The guest editorial in the Saturday, Aug. 31, edition of the Daily Times written by The Philadelphia Enquirer in support of "investing" in the country's economic well-being by increasing wages is an illustration of economic ignorance.
The editorial cites a 75 percent increase in American worker productivity over the period 1979-2012, and only a 5 percent increase in "real" income. The implication is that employers have ripped off the working class by pocketing all the profits that such a disparity must provide.
What the editorial doesn't state, however, is that over the same period of time, the Consumer Price Index increased 236 percent!

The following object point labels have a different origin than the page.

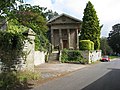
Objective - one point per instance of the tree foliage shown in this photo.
(90, 26)
(114, 38)
(106, 49)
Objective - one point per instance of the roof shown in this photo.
(64, 15)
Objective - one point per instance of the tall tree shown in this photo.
(90, 26)
(34, 17)
(106, 49)
(114, 38)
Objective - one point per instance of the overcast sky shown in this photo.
(108, 11)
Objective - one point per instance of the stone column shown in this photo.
(29, 50)
(77, 44)
(68, 31)
(61, 43)
(52, 40)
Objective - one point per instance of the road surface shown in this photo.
(102, 76)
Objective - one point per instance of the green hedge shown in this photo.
(86, 45)
(72, 56)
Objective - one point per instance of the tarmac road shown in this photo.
(102, 76)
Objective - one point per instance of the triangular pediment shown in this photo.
(64, 18)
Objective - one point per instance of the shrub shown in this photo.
(86, 45)
(71, 56)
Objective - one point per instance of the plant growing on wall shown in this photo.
(90, 26)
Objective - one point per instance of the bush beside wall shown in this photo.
(86, 45)
(72, 56)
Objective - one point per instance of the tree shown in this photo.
(90, 26)
(106, 49)
(114, 38)
(34, 17)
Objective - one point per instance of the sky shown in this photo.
(107, 10)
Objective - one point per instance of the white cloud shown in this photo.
(107, 10)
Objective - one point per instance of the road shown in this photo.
(102, 76)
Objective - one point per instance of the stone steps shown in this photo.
(54, 56)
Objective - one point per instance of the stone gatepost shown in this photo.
(29, 50)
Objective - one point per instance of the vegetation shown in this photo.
(11, 50)
(90, 26)
(72, 56)
(114, 37)
(86, 45)
(106, 49)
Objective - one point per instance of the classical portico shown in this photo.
(64, 31)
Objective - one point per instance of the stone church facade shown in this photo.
(64, 31)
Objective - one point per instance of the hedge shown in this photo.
(72, 56)
(86, 45)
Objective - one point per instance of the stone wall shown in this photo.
(39, 58)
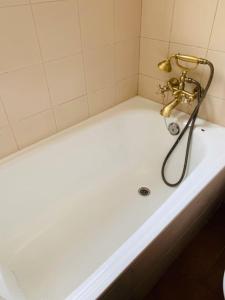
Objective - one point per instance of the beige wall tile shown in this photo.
(127, 58)
(58, 28)
(193, 22)
(13, 2)
(149, 88)
(18, 42)
(100, 67)
(3, 117)
(188, 50)
(7, 142)
(97, 22)
(24, 92)
(35, 128)
(157, 18)
(152, 52)
(213, 110)
(217, 88)
(128, 19)
(66, 78)
(126, 88)
(101, 100)
(217, 41)
(71, 113)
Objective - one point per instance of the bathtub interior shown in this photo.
(70, 202)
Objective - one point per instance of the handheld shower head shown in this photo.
(165, 65)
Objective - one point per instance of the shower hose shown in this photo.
(191, 123)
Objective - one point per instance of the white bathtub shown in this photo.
(71, 218)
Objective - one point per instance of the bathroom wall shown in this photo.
(63, 61)
(194, 27)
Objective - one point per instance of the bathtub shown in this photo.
(72, 223)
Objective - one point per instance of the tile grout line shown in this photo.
(171, 26)
(213, 23)
(43, 66)
(10, 124)
(139, 62)
(83, 54)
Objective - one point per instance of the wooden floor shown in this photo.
(198, 273)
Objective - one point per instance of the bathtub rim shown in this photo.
(106, 273)
(110, 270)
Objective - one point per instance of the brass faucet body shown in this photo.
(180, 95)
(178, 86)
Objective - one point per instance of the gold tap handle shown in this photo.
(188, 58)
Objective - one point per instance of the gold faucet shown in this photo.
(177, 86)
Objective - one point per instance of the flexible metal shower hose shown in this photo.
(191, 123)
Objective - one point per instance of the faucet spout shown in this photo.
(167, 109)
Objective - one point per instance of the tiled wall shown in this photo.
(63, 61)
(195, 27)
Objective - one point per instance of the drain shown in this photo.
(174, 128)
(144, 191)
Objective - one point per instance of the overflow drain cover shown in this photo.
(144, 191)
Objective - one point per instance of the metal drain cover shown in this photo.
(144, 191)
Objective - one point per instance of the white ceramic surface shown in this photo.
(71, 219)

The editorial also doesn't explain that the term "real" used in reporting income means that it has been adjusted for inflation. So, our American workers' income not only kept up with the outrageous inflation that has been foisted upon us by our government's fiscal policies over the years, combined with wage increases without commensurate productivity increases, but has actually outpaced the cost of living. Given that, where's the complaint?

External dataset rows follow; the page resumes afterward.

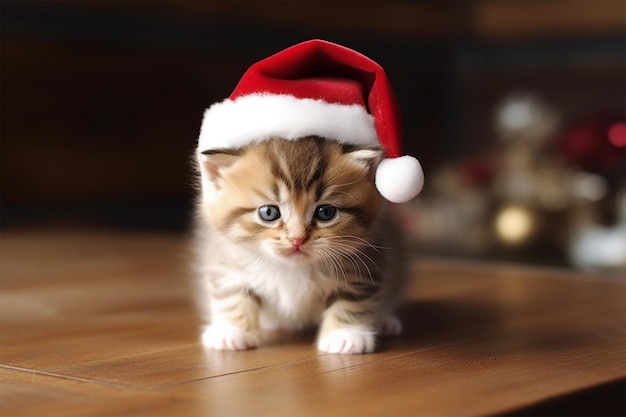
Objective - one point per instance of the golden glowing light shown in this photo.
(514, 224)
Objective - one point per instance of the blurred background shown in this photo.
(516, 109)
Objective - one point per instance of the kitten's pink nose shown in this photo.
(297, 241)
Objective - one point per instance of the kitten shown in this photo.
(294, 234)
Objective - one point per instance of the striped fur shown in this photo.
(346, 276)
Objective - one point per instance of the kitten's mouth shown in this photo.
(296, 253)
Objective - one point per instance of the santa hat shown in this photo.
(317, 88)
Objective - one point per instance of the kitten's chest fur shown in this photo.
(292, 296)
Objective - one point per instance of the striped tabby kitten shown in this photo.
(293, 234)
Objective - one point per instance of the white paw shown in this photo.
(349, 341)
(390, 326)
(228, 337)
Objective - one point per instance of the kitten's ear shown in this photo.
(366, 157)
(214, 161)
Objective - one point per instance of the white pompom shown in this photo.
(399, 179)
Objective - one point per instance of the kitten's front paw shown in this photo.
(349, 341)
(228, 337)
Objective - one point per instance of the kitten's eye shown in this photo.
(325, 213)
(269, 213)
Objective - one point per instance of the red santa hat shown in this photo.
(317, 88)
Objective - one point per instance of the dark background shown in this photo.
(102, 101)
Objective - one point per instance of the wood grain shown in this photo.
(102, 323)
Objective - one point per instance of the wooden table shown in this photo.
(102, 323)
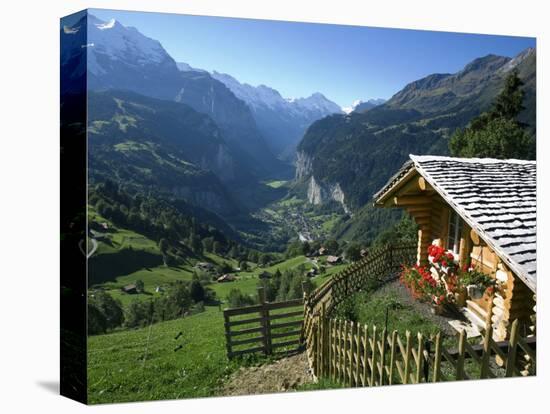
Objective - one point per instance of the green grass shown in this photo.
(370, 308)
(126, 366)
(276, 183)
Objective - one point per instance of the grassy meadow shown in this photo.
(181, 358)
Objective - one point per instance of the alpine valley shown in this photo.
(262, 169)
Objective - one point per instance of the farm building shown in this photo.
(483, 212)
(265, 275)
(228, 277)
(334, 259)
(130, 289)
(205, 266)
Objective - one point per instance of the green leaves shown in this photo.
(497, 133)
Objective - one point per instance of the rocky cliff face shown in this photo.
(320, 193)
(304, 166)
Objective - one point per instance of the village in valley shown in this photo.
(239, 242)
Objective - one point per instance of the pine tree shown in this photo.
(497, 133)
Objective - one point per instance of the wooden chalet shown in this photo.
(483, 211)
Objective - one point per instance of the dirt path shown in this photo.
(283, 375)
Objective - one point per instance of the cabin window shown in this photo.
(455, 230)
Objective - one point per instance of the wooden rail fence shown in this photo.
(268, 328)
(360, 355)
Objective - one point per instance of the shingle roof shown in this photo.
(496, 197)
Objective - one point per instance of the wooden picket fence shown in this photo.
(356, 355)
(359, 355)
(379, 266)
(268, 328)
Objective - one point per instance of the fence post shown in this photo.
(227, 335)
(460, 356)
(366, 356)
(383, 356)
(266, 328)
(437, 358)
(374, 353)
(324, 337)
(407, 359)
(330, 371)
(351, 354)
(512, 350)
(358, 355)
(420, 356)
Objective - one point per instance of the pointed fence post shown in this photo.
(420, 358)
(365, 355)
(407, 359)
(382, 356)
(374, 355)
(460, 356)
(358, 355)
(437, 358)
(349, 368)
(392, 357)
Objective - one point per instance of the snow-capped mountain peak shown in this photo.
(114, 42)
(359, 105)
(104, 26)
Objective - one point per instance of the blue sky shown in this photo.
(344, 63)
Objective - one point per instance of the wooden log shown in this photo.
(475, 237)
(422, 184)
(512, 350)
(403, 201)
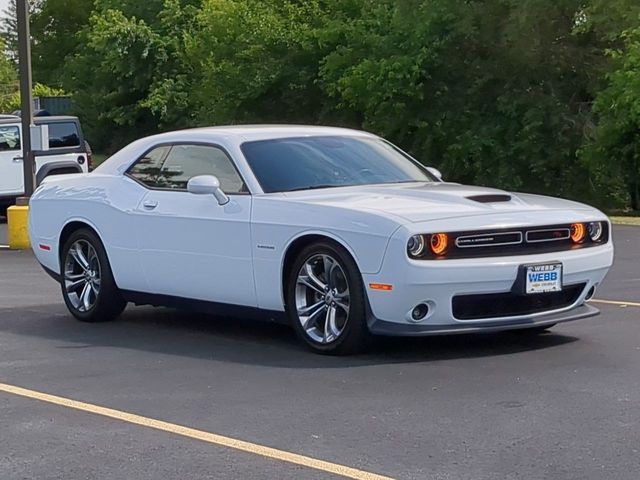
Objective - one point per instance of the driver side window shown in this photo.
(171, 167)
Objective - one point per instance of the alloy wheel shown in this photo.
(322, 298)
(82, 275)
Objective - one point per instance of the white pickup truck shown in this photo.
(68, 153)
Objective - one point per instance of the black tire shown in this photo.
(354, 336)
(108, 302)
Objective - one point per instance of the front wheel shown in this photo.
(88, 287)
(325, 300)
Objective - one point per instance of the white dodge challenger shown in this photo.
(336, 231)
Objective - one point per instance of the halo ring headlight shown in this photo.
(416, 245)
(439, 243)
(578, 232)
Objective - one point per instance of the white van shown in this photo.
(68, 153)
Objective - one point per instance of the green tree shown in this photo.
(56, 27)
(614, 152)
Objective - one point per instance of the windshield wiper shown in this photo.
(315, 187)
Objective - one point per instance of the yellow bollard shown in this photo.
(17, 218)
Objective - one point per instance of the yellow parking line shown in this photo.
(203, 436)
(615, 302)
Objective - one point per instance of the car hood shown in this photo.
(419, 202)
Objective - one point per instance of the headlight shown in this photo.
(439, 243)
(577, 232)
(415, 246)
(595, 231)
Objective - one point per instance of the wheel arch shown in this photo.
(68, 229)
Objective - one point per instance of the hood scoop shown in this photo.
(490, 198)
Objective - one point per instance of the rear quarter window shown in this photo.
(64, 135)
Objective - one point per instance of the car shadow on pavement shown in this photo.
(251, 342)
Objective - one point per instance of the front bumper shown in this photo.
(436, 283)
(380, 327)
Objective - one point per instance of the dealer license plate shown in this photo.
(543, 278)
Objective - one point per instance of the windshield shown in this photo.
(288, 164)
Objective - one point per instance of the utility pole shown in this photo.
(26, 101)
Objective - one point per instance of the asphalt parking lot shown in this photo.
(564, 405)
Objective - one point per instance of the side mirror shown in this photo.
(435, 172)
(207, 185)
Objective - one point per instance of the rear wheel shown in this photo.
(325, 300)
(88, 287)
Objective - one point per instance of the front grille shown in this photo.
(489, 239)
(514, 241)
(495, 305)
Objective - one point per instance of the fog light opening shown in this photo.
(419, 312)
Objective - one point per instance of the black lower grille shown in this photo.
(493, 305)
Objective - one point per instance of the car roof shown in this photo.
(39, 120)
(265, 132)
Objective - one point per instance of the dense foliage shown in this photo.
(536, 95)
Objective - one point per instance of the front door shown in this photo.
(190, 246)
(11, 169)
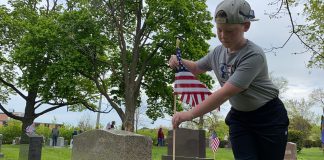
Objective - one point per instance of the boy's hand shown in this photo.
(180, 117)
(173, 62)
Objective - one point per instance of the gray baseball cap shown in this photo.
(234, 12)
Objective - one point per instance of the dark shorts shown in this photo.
(260, 134)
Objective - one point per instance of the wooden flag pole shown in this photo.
(175, 109)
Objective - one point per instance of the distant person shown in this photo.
(160, 137)
(108, 126)
(31, 129)
(55, 134)
(112, 126)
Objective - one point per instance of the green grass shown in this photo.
(11, 152)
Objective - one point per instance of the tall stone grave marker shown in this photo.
(1, 154)
(291, 151)
(111, 145)
(189, 145)
(33, 150)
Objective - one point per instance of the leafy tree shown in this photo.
(141, 38)
(32, 43)
(11, 130)
(84, 123)
(300, 115)
(310, 33)
(317, 96)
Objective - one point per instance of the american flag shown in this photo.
(192, 91)
(214, 142)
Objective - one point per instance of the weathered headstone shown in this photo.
(1, 154)
(33, 150)
(111, 145)
(60, 141)
(291, 151)
(189, 145)
(17, 140)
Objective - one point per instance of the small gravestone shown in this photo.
(17, 140)
(60, 142)
(33, 150)
(111, 145)
(50, 142)
(1, 154)
(189, 145)
(291, 151)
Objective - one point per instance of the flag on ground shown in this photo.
(192, 91)
(214, 141)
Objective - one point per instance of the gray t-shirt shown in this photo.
(246, 69)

The editorial mentions a KFC cashier who makes $7.75 an hour and hasn't had a raise since 2007. What has she been doing to improve her lot since she took that job eight years ago? Expecting an employer to pay higher wages simply because prices have increased is wishful thinking. Employers have to have productivity improvement in order to increase wages, or they must otherwise increase the cost of their product, thus contributing to a further increase in the cost of living.
Here's a simple test of the editorial's plea for "investing" by increasing wages so that wage-earners presumably would have more money to spend and stimulate the economy: set the minimum wage at $20 per hour, which equates to $40,000 per year. What do you think would happen?